I would say, if any, that the US is a bit late in this case. Several countries have already formed a number of national cohorts. The two countries that are currently the most developed are in Iceland and the United Kingdom, but there is also one in Finland and one in Ireland and even in Estonia, where they have taken a large population from that country and measured their genetics, but also have measured a number of traits about these people, including blood biomarkers and urinary biomarkers, as well as behavioral aspects and physical aspects and imaging. What you have now (in these countries) is a record that says, "Nature has disturbed this gene" and "We see this effect on humans."
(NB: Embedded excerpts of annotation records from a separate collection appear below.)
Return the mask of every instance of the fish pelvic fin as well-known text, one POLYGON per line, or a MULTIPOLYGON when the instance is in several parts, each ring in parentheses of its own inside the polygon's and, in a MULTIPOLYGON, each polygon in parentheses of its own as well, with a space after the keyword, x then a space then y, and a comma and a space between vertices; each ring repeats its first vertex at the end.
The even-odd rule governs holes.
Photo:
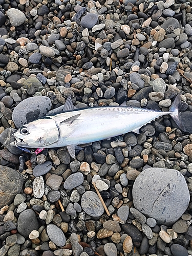
POLYGON ((80 114, 77 114, 77 115, 75 115, 74 116, 72 116, 71 117, 70 117, 67 119, 65 119, 63 121, 62 121, 62 122, 61 122, 60 124, 66 123, 67 124, 71 124, 75 121, 75 120, 78 118, 79 116, 80 116, 80 115, 81 115, 80 114))
POLYGON ((177 125, 180 128, 183 132, 186 132, 186 129, 182 123, 180 113, 179 111, 179 106, 181 101, 181 94, 178 94, 174 101, 172 103, 170 106, 169 111, 172 113, 170 113, 170 116, 174 119, 175 122, 176 123, 177 125))
POLYGON ((72 158, 75 159, 75 146, 76 145, 69 145, 67 146, 68 152, 72 158))

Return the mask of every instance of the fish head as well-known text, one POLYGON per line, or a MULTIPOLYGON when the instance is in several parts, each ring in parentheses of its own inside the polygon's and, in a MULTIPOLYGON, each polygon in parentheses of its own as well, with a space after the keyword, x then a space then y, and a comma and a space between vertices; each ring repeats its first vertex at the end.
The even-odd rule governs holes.
POLYGON ((59 131, 55 120, 48 117, 25 124, 13 136, 16 146, 45 147, 57 141, 59 131))

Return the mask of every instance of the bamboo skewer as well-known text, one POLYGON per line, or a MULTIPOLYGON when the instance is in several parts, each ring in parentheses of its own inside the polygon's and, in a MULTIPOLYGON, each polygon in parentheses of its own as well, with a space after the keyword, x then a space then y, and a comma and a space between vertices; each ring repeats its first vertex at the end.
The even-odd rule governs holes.
POLYGON ((58 200, 58 202, 59 203, 59 206, 61 209, 61 210, 62 212, 65 211, 63 206, 62 205, 62 204, 61 203, 61 201, 60 201, 60 199, 58 200))
POLYGON ((93 182, 93 184, 94 186, 95 189, 96 190, 96 191, 97 193, 97 195, 99 198, 99 199, 101 200, 101 203, 103 205, 103 206, 104 209, 105 210, 106 214, 108 215, 108 216, 110 216, 110 214, 108 210, 108 209, 106 208, 105 204, 104 203, 104 201, 103 201, 103 199, 102 198, 102 197, 101 196, 101 194, 99 193, 99 191, 98 190, 97 187, 96 186, 95 182, 93 182))

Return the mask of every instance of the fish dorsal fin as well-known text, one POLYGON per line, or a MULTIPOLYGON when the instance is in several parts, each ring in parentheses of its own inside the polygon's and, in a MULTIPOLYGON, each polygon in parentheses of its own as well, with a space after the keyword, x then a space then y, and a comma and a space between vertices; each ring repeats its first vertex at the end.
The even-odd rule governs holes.
POLYGON ((75 159, 75 146, 76 145, 69 145, 67 146, 68 152, 72 158, 75 159))
POLYGON ((132 132, 133 132, 134 133, 137 133, 137 134, 140 134, 139 129, 140 129, 140 128, 137 128, 136 129, 132 131, 132 132))
POLYGON ((75 109, 76 109, 76 108, 73 105, 71 96, 70 95, 66 100, 63 110, 64 111, 67 111, 68 110, 73 110, 75 109))
POLYGON ((77 114, 77 115, 75 115, 74 116, 73 116, 69 118, 68 118, 67 119, 63 120, 63 121, 62 121, 60 123, 60 124, 62 124, 63 123, 67 123, 67 124, 71 124, 73 122, 75 121, 77 118, 79 117, 79 116, 80 116, 80 114, 77 114))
[In the UK, specifically, where they started their program five years ago and recruited 500,000 volunteers who agreed to physical and cognitive and blood pressure testing and images of the brain and the abdomen, among other things] It's an unbelievably extensive record [from which] Discoveries are noticeable almost weekly.
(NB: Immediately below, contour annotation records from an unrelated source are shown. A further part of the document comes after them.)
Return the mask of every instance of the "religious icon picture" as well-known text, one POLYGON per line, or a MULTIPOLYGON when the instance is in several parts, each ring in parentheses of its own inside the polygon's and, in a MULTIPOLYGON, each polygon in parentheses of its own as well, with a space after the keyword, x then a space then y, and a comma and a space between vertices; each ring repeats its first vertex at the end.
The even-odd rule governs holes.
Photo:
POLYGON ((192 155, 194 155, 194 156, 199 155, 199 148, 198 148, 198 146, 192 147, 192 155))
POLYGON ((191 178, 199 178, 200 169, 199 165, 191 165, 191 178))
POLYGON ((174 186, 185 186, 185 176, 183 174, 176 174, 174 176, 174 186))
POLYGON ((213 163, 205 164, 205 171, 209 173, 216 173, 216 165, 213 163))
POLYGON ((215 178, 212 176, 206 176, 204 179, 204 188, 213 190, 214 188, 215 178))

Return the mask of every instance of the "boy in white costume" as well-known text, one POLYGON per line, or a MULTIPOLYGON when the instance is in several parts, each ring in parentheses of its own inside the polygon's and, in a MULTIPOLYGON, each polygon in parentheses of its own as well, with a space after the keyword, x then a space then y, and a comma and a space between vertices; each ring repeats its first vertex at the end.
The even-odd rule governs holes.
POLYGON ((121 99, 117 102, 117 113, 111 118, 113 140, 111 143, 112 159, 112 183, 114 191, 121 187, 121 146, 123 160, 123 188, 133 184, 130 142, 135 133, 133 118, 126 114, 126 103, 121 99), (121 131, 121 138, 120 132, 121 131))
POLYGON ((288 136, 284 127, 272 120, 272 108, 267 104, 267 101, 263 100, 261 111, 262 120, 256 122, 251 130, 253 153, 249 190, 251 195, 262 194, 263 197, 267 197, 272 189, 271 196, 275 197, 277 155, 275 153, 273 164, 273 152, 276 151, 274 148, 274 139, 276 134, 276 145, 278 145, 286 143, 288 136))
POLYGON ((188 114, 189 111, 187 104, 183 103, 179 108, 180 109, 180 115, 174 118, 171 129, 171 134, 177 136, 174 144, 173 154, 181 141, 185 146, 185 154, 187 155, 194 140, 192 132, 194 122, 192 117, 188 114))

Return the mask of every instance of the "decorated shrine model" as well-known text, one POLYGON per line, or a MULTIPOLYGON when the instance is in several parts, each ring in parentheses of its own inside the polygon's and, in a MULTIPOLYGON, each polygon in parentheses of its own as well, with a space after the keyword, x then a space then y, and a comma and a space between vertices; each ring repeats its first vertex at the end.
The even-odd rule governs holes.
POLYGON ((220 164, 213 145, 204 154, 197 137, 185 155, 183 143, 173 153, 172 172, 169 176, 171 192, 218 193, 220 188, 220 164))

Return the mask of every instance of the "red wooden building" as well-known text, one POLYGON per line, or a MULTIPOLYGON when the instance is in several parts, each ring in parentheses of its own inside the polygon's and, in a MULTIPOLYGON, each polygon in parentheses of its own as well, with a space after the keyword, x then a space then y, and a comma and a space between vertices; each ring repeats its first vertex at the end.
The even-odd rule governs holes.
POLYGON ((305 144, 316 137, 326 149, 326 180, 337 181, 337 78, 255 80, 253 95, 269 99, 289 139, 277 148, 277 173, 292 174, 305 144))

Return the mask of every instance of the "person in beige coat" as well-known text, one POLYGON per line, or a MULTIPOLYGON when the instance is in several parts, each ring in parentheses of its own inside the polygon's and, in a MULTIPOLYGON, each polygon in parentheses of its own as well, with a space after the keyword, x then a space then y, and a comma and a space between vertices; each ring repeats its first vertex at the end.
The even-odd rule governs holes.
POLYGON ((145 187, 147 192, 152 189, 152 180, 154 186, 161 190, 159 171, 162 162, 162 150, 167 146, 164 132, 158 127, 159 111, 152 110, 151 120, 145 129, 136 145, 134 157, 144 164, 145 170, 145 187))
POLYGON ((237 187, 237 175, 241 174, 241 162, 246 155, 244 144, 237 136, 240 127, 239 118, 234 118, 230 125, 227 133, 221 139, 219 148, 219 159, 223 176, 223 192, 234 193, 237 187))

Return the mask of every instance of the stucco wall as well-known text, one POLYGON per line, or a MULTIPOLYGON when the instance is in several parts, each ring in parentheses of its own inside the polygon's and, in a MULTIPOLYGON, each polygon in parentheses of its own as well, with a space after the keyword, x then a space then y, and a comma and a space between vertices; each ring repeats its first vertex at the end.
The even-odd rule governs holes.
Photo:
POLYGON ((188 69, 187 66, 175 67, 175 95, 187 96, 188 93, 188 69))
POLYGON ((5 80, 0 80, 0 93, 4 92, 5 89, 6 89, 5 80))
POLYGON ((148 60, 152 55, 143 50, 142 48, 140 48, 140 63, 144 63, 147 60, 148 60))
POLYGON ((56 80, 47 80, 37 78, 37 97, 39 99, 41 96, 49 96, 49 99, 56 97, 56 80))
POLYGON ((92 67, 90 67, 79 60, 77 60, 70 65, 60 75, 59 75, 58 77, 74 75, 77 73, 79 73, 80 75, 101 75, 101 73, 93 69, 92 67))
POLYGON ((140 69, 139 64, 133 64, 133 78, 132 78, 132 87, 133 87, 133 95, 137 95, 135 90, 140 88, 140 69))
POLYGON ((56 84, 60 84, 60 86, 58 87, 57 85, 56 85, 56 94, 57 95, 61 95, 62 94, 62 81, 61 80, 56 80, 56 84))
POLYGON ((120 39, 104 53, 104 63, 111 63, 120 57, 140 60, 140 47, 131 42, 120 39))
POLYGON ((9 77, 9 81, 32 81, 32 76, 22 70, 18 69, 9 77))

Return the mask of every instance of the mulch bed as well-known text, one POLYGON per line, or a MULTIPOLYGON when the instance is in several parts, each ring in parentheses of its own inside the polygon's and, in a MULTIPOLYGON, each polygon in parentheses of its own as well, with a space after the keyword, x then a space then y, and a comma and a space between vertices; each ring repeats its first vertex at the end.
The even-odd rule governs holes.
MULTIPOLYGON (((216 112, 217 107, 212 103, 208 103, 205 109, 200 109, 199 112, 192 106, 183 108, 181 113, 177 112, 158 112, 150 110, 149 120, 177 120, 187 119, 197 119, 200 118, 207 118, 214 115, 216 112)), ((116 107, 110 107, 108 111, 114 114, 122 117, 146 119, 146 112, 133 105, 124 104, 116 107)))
… This is not only important for gene therapies, but also to identify targets that really make a difference, as most drugs used in clinical trials fail. And with most I mean 95 percent. And most medications fail because they target the wrong things. They target proteins or genes that do not affect the disease they are supposed to affect. The recent, very obvious failures of Alzheimer's drug trials – actually several in a row – were almost certainly due to the fact that the protein they target is amyloid beta, not the right causative factor for the disease.
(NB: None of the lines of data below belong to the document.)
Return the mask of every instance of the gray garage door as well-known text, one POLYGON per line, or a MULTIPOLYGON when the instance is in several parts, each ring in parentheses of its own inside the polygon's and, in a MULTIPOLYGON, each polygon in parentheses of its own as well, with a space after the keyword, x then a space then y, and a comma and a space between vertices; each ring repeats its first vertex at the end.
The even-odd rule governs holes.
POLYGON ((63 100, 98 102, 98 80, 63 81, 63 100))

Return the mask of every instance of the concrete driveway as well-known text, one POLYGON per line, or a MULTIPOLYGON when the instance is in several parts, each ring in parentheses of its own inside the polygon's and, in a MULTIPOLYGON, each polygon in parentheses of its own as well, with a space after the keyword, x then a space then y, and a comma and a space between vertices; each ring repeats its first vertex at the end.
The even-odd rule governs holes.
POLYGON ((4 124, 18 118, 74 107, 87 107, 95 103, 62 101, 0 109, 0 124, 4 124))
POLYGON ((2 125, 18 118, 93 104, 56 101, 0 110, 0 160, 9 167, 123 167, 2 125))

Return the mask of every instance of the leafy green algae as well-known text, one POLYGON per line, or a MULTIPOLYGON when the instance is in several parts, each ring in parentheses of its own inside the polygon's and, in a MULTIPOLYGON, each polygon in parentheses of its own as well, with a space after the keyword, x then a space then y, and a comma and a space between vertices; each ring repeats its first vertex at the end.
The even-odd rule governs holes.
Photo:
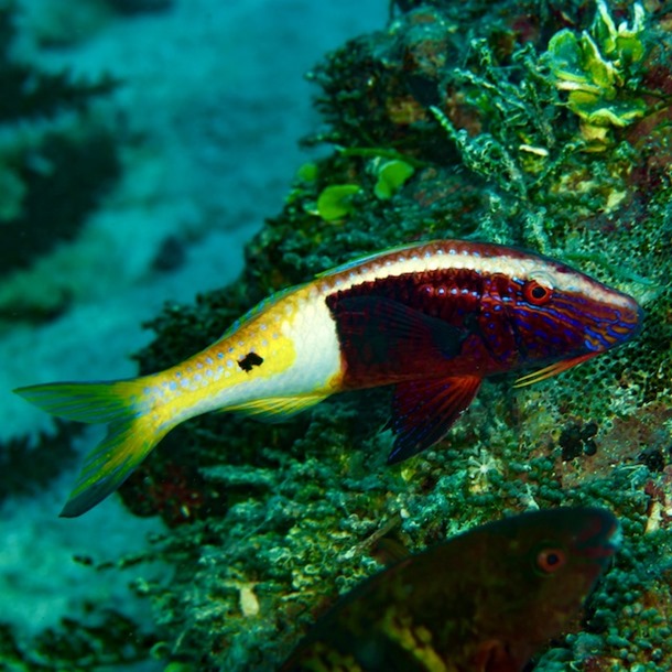
POLYGON ((624 550, 577 633, 554 642, 535 669, 669 670, 669 17, 624 3, 561 11, 546 2, 541 12, 532 2, 398 6, 386 30, 313 74, 329 130, 311 141, 345 151, 297 182, 247 246, 239 282, 156 317, 156 338, 138 356, 142 371, 207 345, 274 291, 434 237, 574 261, 642 302, 643 333, 531 388, 486 383, 443 445, 395 467, 384 465, 384 390, 343 395, 278 425, 224 415, 186 423, 122 492, 131 510, 156 511, 171 525, 155 553, 174 565, 174 579, 143 588, 167 633, 156 651, 170 670, 272 670, 337 595, 376 571, 379 535, 416 551, 506 511, 599 503, 621 519, 624 550), (557 87, 549 48, 559 34, 581 42, 607 10, 615 26, 631 11, 641 22, 628 95, 643 107, 596 147, 581 108, 557 87), (375 195, 373 148, 416 166, 389 198, 375 195), (315 215, 334 184, 361 187, 337 225, 315 215), (590 449, 568 453, 573 432, 589 436, 590 449))

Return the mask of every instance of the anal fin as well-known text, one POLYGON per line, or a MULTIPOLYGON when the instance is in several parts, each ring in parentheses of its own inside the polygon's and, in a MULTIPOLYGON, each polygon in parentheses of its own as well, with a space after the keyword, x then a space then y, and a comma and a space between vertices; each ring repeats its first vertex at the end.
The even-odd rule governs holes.
POLYGON ((306 394, 302 397, 269 397, 256 399, 235 407, 226 407, 220 412, 234 411, 243 415, 253 415, 267 422, 280 422, 324 401, 328 394, 306 394))
POLYGON ((455 376, 399 383, 389 426, 395 434, 388 464, 402 462, 441 441, 472 403, 478 376, 455 376))

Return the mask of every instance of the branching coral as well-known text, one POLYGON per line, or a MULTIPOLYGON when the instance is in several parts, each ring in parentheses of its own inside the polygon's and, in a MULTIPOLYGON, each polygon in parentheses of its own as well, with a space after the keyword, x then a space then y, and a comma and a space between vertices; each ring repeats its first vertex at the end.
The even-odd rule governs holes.
POLYGON ((13 15, 13 3, 0 3, 0 273, 74 237, 119 172, 111 133, 84 116, 116 83, 15 61, 13 15))

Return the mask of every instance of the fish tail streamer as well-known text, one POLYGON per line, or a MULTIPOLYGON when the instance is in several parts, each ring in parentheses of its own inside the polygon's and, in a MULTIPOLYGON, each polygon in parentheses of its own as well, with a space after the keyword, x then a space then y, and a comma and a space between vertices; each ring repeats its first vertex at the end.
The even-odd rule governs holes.
POLYGON ((64 518, 85 513, 113 492, 172 429, 144 412, 141 379, 113 382, 54 382, 14 390, 52 415, 108 425, 107 436, 86 457, 64 518))

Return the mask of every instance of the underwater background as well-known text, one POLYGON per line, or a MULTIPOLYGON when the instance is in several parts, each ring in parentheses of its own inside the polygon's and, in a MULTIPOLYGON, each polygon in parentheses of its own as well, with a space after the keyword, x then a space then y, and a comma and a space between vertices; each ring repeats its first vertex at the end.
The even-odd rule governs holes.
POLYGON ((622 550, 533 669, 669 671, 670 31, 658 0, 0 0, 0 670, 274 670, 379 570, 372 540, 598 505, 622 550), (486 383, 399 466, 389 394, 348 394, 189 421, 57 518, 101 429, 13 388, 163 369, 274 291, 440 237, 581 268, 642 334, 486 383))

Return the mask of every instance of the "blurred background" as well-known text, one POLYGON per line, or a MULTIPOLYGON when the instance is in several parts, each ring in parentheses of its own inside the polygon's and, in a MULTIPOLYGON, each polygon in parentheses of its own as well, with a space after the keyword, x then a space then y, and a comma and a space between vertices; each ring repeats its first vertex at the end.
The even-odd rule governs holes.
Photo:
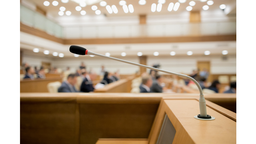
POLYGON ((153 92, 198 92, 188 80, 74 55, 77 45, 189 75, 205 93, 235 93, 236 9, 234 0, 21 0, 20 92, 63 92, 74 74, 72 92, 89 76, 95 92, 139 93, 154 83, 161 90, 153 92))

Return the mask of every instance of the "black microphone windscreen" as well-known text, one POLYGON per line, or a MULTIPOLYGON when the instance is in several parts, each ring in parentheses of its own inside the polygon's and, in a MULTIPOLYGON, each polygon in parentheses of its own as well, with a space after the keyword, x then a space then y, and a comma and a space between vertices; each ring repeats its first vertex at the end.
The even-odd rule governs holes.
POLYGON ((79 55, 85 55, 86 50, 85 48, 77 46, 72 45, 69 48, 69 51, 79 55))

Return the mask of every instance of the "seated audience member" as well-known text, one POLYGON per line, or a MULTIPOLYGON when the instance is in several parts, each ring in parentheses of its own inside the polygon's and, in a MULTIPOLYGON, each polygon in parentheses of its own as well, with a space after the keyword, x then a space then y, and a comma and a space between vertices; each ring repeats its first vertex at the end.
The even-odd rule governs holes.
POLYGON ((160 75, 156 76, 156 81, 153 81, 152 86, 150 89, 153 93, 162 93, 163 92, 163 88, 161 86, 162 82, 162 78, 160 75))
POLYGON ((66 80, 62 82, 61 86, 58 89, 58 92, 78 92, 75 88, 76 83, 77 77, 75 74, 69 74, 66 80))
POLYGON ((34 76, 33 75, 35 71, 30 66, 27 67, 26 68, 26 75, 23 78, 30 78, 33 80, 34 80, 34 76))
POLYGON ((219 88, 220 86, 220 83, 217 80, 215 80, 212 82, 212 85, 208 88, 208 89, 212 90, 216 92, 216 93, 219 92, 219 88))
POLYGON ((236 93, 236 82, 230 83, 230 89, 224 92, 224 93, 236 93))
POLYGON ((142 76, 142 83, 140 86, 140 92, 141 93, 150 93, 152 91, 150 88, 152 86, 153 81, 151 76, 148 75, 144 75, 142 76))
POLYGON ((86 72, 83 72, 83 74, 85 77, 81 84, 80 91, 85 92, 93 91, 94 88, 92 85, 92 81, 94 80, 96 78, 96 74, 89 73, 88 74, 86 74, 86 72))

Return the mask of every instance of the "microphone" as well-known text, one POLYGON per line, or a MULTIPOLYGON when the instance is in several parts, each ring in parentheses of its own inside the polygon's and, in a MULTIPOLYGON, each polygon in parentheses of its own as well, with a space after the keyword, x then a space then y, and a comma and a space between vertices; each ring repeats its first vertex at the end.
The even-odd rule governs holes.
POLYGON ((203 91, 202 90, 202 88, 199 84, 197 82, 195 79, 187 75, 183 74, 179 74, 173 72, 166 71, 161 69, 155 68, 147 66, 145 65, 143 65, 141 64, 138 64, 132 62, 129 62, 121 59, 106 56, 105 55, 102 55, 100 54, 95 53, 91 51, 88 50, 86 49, 79 46, 72 45, 69 48, 69 51, 72 53, 77 54, 79 55, 93 55, 99 56, 102 57, 108 58, 113 60, 118 61, 120 62, 122 62, 125 63, 132 64, 133 65, 138 66, 141 67, 143 67, 149 69, 155 70, 165 73, 170 74, 172 75, 174 75, 181 77, 183 78, 188 79, 194 82, 197 86, 199 89, 200 92, 200 98, 199 99, 199 107, 200 110, 200 114, 196 115, 194 117, 195 118, 197 119, 206 120, 211 120, 215 119, 215 118, 211 117, 210 115, 207 114, 206 112, 206 104, 205 102, 205 99, 204 97, 204 95, 203 94, 203 91))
What researchers can now do with stem cells, which would have been impossible just a few years ago:

[There are now] Tools that produce not only large amounts of data but also large amounts of biologically relevant data could. So we did experiments with cancer cell lines. , , but it is not a very disease relevant model. Today, we can take a small sample of skin cells and use the so-called Yamanaka Factor to reprogram these cells to stem cell status. These are the cells that effectively exist in the womb. And these cells are able to differentiate into neural cells or liver cells or heart cells, and these are very disease relevant because they represent human biology. You can now take these cells from patients and healthy people and determine if there are differences in their presentation. Readers, we could show more of the transcript here, but we strongly recommend that you pursue the conversation with Koller.

If you use this text as a starting point, you want to start listening from the 13-minute mark. It's definitely worth listening to what she has to say, including cystic fibrosis, spinal cord dystrophy in infants, and why the "mouse models" we've long relied on for a variety of apparently ubiquitous diseases "from bad to bad." Hard enough, really, very bad. "I hope you like it.